E avisou desde logo: quem tivesse mesmo de deslocar-se a serviços judiciais não deveria considerar ofensivo que lhes fosse pedida a colocação de uma máscara, fornecida pelo tribunal, “ou ser recebido por alguém que seja portador de máscaras e luvas".
Decidiu também concentrar serviços urgentes da Comarca (em que estão em causa direitos fundamentais, como processos envolvendo presos) no Palácio da Justiça de Matosinhos, com equipas escaladas para o efeito.
“Com algumas 'nuances', acaba por ser como o serviço de turno habitual nos fins de semana”, sintetiza o responsável, explicando que optou por Matosinhos porque “tem a maior sala da comarca, com outra condições que não existiam no edifício da Rua de Camões [no Porto, onde funcionam juízos de instrução criminal]”.
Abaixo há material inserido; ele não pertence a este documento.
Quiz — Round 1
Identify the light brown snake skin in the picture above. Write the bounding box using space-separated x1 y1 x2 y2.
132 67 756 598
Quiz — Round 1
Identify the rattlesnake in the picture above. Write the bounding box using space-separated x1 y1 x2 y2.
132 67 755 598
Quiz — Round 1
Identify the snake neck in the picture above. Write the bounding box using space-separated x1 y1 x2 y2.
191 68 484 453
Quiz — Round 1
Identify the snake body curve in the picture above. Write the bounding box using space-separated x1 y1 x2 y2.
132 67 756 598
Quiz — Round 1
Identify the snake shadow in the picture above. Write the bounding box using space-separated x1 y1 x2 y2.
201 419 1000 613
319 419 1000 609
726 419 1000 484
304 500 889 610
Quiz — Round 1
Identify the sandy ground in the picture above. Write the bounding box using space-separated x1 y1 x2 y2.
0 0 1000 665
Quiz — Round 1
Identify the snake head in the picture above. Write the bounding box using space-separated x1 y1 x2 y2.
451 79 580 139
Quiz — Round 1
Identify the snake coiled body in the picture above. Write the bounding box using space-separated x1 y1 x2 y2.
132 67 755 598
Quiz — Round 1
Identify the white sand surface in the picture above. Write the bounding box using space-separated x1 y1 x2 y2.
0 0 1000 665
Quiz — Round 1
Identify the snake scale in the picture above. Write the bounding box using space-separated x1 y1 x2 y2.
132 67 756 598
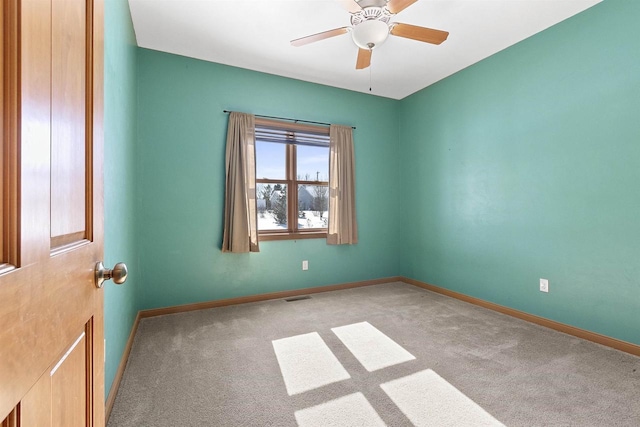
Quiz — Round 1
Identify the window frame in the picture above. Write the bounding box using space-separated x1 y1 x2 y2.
255 117 329 241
Em sintonia com esta postura, está o presidente do Conselho Regional do Porto da Ordem dos Advogados, Paulo Pimenta.
Ambos chegaram mesmo a emitir um inédito comunicado conjunto em defesa de uma concertação de posições entre advogados e juízes da comarca para adiarem o que nessa altura, em 11 de março, o governo ainda não determinara: o adiamento de todas as diligências não urgentes devido ao surto da Covid-19.
Paulo Pimenta levou as medidas de contenção para dentro da Ordem e suspendeu, por razões “meramente preventivas” e por tempo indeterminado, as sessões de formação presencial no âmbito dos estágios de advocacia no Porto e em Guimarães, que envolvem 488 licenciados em Direito.
O seu direito a envergar a toga vai ter, por isso, de esperar.
O coronavírus responsável pela pandemia da Covid-19 já infetou mais de 189 mil pessoas, das quais mais de 7.800 morreram.